С преждевременно состарившимся лицом, с ввалившимися висками качается возле благообразный рабочий. Двое очков старой, заржавленной оправой въелись в переносицу.
— Ментр ни при чем — что дадут, то и раздает... Контора тоже ни при чем — не ее дело, а редакции что — лишь бы статьи годились... Рукопись ему ясную подай!.. Да, может, он, господин сотрудник-то, в это самое время башку ломает, как ему быть с Китаем или государством каким или там про финансы и про Вильгельма, а вам рукопись ясную подай... о вас помнить!..
Он замолчал, и вместо человеческого голоса носилось лишь упорное, неперестающее металлическое чиликанье, да из люка, тяжело дрожа, лилось грохотание.
— Чудак вы! Кто виноват?.. Никто не виноват... никто!.. Это-то и страшно нашему брату — виноватого нету...
Большие усы сердито повернулись, точно желая посадить на рога говорившего.
— Я потом зарабатываю кусок хлеба, а у меня изо рта рвут... То в час тридцать — сорок строк наберешь, а то, вот — такой оригинал, и пятнадцати не выгонишь... Рубля в день и нету, а на рубль-то я два дня семью кормлю... Им — хорошо: помотал пером, — пятишница. А наш брат дуйся... Утром темно придешь, ночью темно уйдешь; света божьего — его и не видишь...

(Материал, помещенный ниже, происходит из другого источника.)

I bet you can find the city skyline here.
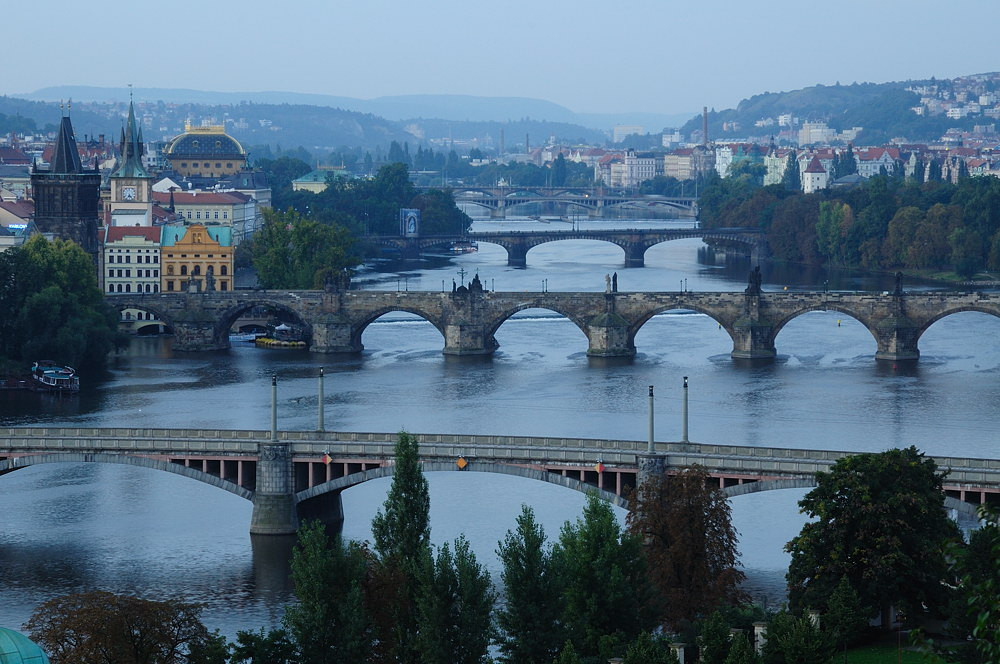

«Грр... грр...» — старается заглушить, тяжело накатываясь и откатываясь с шрифта, машина.
«Чилик-члик-члик... чилик-члик-члик...» — торопливо носится, не отставая, в душной тяжелой атмосфере.
— А уж ежели что, так виноваты мы, наборщики... — упрямо твердят двое очков, выбирая из кассы шрифт и боком приглядываясь к рукописи... — Виноваты, говорю, мы, потому не умеем так, чтобы не жрать, а каждый день обедаем, да чай пьем, да непременно, гляди, чтобы в сапогах, а не в опорках, да чтоб в пальте... Ну, а как такой-то оригинал попадется, тут уж, значит, день не пообедаешь... Привыкать надо, нечего кобениться, не принцы или короли саксонские...
— Корректура!.. — громогласно, с ноткой презрения возглашает испитой мальчишка, кладя на стол длинные узкие оттиски, бегло испещренные на полях хвостиками, крючками, точками.
А в неподвижной густой атмосфере, пронизанной лучисто-голубоватым сиянием, все носится ни на секунду не перестающее чиликанье, видны мерные круговые взмахи рук, мелькающие черные пальцы, наклоненные, всклокоченные, мерно качающиеся головы, губы, напряженно шепчущие фразы рукописей, серые землистые лица, с ввалившимися щеками, влажно отсвечивающими медленно стекающим потом.